Saturday, May 28, 2011
Surviving the Extremes
The subtitle of Surviving the Extremes is “What Happens to the Body and Mind at the Limits of Human Endurance”. And it more than delivers in that respect. The author, Dr Kenneth Kamler, has been to the Amazonian rainforest and on an Everest expedition and those parts are written from experience. But he discusses desert and underwater and high seas survival just as well.
The book examines the effects of environments in which the human body never adapted and was never meant to experience, much less live in. It also provides examples of people who both survived such conditions and those who succumbed. The saddest of the latter, to me, was the story of Audrey Mestre, who attempted to beat her own record for free diving by ascending from a depth of 166 metres.

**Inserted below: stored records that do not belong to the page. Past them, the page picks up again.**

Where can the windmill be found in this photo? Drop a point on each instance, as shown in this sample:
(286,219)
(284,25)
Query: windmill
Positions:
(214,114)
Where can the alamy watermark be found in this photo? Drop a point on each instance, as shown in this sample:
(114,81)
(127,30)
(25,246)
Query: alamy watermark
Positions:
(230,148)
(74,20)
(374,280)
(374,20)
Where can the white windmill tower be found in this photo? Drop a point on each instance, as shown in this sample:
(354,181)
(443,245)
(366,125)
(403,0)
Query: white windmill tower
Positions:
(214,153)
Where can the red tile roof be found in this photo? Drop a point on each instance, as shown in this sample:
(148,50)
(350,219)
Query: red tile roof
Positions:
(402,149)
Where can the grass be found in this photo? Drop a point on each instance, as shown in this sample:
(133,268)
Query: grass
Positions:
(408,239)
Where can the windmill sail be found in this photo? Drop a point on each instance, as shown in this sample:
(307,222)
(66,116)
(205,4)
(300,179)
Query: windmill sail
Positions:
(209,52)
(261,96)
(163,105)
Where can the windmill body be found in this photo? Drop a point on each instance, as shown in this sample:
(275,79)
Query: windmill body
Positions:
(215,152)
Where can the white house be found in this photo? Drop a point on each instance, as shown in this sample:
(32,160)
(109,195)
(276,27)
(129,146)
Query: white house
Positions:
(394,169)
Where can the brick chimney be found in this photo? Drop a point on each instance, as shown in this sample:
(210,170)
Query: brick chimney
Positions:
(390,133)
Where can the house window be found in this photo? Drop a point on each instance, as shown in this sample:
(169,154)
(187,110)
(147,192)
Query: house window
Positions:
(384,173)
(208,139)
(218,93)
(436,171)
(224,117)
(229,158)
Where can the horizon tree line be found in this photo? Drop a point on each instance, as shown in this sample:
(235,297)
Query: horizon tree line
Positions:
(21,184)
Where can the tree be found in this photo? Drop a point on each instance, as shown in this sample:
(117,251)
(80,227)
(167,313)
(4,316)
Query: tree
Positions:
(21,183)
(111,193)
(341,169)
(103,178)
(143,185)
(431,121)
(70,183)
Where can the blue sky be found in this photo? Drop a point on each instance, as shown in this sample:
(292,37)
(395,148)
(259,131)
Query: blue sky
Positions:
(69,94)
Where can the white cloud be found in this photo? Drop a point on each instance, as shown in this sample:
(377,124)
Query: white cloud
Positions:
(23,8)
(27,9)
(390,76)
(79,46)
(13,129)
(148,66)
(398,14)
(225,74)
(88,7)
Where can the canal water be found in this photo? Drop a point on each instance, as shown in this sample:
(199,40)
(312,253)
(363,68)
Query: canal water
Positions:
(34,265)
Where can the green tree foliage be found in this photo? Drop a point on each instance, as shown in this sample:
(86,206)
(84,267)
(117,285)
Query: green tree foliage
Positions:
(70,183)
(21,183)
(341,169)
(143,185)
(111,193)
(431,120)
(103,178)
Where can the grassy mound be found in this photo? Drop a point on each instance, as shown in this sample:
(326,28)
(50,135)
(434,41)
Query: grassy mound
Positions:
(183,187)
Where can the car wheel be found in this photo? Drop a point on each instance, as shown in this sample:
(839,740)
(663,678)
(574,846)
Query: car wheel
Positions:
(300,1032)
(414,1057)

Dr. Kamler explains the biological effects of such environments in detail. I loved those parts. From the atomic level up to the cellular, the book depicts how platelets and the immune system and the finely regulated chemistry of the brain respond to stress and starvation and lack of oxygen. Pulmonary edema due to the high altitude of Mount Everest, treating snakebite in the Amazon, how exactly camels thrive in the desert, it’s all here.
The book even includes a chapter on what it might be like in outer space, as a member of an expedition to a distant star. Yes, that will carry its own biological and psychological risks.
My favorite chapter is the one about surviving in a desert, because I lived in the Middle East for 18 years. Granted, most of those were spent in an air-conditioned room rather than, say, digging up roots in the bottom of a wadi to suck a few droplets of moisture from them. But I’d recommend this book to any writers hoping to throw their characters into such environmental danger zones.
You could learn ways to make it even more difficult for them.